A Polícia paulista vai colaborar com o Ministério Público em novas investigações sobre a morte do prefeito de Santo André, Celso Daniel. A decisão é do secretário de Segurança Pública de São Paulo, Saulo de Castro Abreu Filho, atendendo apelo da Família do ex-prefeito, com que manteve reunião de quase 2 horas na manhã desta quarta-feira.

Os promotores de justiça Roberto Wider e Amaro Thomé Filho estiveram presentes ao encontro.

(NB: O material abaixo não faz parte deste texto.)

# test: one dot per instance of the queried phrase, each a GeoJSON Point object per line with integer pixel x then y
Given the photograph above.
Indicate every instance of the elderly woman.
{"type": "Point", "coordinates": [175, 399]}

Wider disse que a participação da Polícia nas investigações será fundamental para esclarecer a morte de Celso Daniel.

Wider disse à Agência Estado que um exemplo do que tem de ser esclarecido é o fato de que cinco envolvidos na morte do prefeito de Santo André ainda não foram identificados. "Nós sozinhos não temos condições de levar avante as investigações. Com a polícia auxiliando, as coisas devem fluir mais rapidamente", afirmou Wider.

Sobre o encontro da Família de Celso Daniel com o secretário, o promotor disse que "o relacionamento entre eles é muito bom. Estiveram com o secretário Saulo, João Francisco, Bruno, e Célia Nakano, além dos promotores.

Wider disse que o Ministério Público havia reaberto o caso em maio último e vinha trabalhando, mas "agora com a colaboração da polícia, a coleta de provas será mais eficiente, sem dúvida alguma. "Sabemos que existem outros envolvidos, inclusive alguns ainda da Favela do Pantanal. Existem também outros mandantes, além dos declarados. Temos que pegar todos, elucidar o crime por inteiro."

O caso Celso Daniel

Os promotores Amaro Thomé Filho e Roberto Wider investigam o assassinato do prefeito Celso Daniel (PT), em janeiro de 2002, e sustentam que "uma quadrilha organizada estável" encomendou o crime. Daniel foi morto porque teria decidido dar fim ao esquema de cobrança de propinas.

Estão convencidos de que "o dinheiro da corrupção em Santo André abasteceu campanhas do PT, inclusive a de Lula, em 2002". O indício mais forte é o relato do oftalmologista João Francisco Daniel, irmão do prefeito. Ele declarou ao Ministério Público que Gilberto Carvalho, secretário particular de Lula, lhe teria dito que em 2001 levou R$ 1,2 milhão em espécie para o então presidente do PT, José Dirceu. O ex-ministro da Casa Civil nega.